Court Hears Arguments In Transgender Military Service Ban
Lawyers for President Donald Trump urged a federal appeals court in Portland to allow the administration to prevent certain transgender people from serving in the U.S. armed forces.
The Oregonian/OregonLive reports the U.S. Department of Justice argued Wednesday for the 9th U.S. Circuit Court of Appeals to lift a federal judge's preliminary injunction that halted the administration's plan and to declare it constitutional.
Brinton Lucas of the Justice Department argued the policy under former President Barak Obama that allows transgender people to openly serve in the military "imposes a risk to military readiness."
LGBTQ advocacy groups filed a lawsuit in Seattle last year, challenging the constitutionality of the Trump administration's ban.
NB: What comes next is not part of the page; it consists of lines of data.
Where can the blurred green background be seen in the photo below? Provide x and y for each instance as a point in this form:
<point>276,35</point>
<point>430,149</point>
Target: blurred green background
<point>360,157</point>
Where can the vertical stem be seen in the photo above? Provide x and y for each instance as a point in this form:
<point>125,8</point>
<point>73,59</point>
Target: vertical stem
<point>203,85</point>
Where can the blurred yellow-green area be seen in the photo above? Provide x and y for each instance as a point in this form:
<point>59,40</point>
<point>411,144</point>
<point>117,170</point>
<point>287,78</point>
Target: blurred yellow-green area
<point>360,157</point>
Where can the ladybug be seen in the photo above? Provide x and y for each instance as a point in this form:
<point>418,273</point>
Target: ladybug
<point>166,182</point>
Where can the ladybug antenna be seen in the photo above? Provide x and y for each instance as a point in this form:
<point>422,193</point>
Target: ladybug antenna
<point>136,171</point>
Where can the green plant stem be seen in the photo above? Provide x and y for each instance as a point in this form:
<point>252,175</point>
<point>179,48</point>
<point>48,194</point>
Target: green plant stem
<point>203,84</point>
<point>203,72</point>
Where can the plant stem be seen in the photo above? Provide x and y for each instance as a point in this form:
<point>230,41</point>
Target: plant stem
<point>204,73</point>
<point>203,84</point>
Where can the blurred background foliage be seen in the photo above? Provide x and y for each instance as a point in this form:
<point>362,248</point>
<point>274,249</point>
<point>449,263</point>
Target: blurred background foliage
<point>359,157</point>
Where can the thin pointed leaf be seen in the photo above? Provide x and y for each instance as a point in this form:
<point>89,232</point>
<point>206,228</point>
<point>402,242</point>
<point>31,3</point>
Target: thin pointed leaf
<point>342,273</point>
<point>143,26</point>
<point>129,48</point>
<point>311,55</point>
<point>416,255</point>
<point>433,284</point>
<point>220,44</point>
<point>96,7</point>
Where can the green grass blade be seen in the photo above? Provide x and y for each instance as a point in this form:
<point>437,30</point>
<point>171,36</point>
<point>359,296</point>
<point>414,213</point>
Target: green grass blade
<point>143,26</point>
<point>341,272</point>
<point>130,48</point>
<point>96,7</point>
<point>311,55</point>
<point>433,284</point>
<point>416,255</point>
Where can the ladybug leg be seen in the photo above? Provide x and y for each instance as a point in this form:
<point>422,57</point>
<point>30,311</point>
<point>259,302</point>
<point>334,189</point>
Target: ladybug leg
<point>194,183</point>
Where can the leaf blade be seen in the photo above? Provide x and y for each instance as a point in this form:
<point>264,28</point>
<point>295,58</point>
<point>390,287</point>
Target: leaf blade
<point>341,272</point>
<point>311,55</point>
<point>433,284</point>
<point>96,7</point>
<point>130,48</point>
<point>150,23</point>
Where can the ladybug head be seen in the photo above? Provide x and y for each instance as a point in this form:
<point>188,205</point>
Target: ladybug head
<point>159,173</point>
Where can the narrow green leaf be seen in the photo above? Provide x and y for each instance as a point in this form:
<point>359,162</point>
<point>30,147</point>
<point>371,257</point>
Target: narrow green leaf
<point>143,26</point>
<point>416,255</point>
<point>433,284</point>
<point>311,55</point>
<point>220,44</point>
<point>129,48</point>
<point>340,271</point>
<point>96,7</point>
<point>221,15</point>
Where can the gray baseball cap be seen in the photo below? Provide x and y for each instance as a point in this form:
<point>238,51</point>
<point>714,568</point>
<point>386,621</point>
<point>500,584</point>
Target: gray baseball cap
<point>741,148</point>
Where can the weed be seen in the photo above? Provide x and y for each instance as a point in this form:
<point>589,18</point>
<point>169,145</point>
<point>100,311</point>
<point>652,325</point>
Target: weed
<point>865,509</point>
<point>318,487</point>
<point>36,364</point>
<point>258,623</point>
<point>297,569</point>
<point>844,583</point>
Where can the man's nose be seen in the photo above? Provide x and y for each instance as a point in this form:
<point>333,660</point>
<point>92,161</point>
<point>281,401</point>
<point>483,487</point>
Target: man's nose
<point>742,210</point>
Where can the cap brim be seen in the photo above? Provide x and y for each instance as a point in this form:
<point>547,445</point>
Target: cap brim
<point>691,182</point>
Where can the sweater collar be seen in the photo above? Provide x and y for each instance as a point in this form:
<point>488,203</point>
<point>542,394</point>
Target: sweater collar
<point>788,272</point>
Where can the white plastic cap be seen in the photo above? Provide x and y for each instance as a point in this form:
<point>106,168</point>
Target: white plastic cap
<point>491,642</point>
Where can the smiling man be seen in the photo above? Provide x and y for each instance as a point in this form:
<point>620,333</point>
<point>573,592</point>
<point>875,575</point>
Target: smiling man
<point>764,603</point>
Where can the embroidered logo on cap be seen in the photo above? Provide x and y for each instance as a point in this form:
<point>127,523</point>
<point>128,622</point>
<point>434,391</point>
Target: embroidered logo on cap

The president announced the latest policy back in March, revoking a blanket ban announced last summer.
The White House said at the time that retaining troops with a history or diagnosis of "gender dysphoria" — those who may require substantial medical treatment — "presents considerable risk to military effectiveness and lethality." According to a White House memo, "transgender persons with a history or diagnosis of gender dysphoria -- individuals who the policies state may require substantial medical treatment, including medications and surgery -- are disqualified from military service except under certain limited circumstances."
The hearing was the first time a federal appeals court has heard oral arguments on the plan.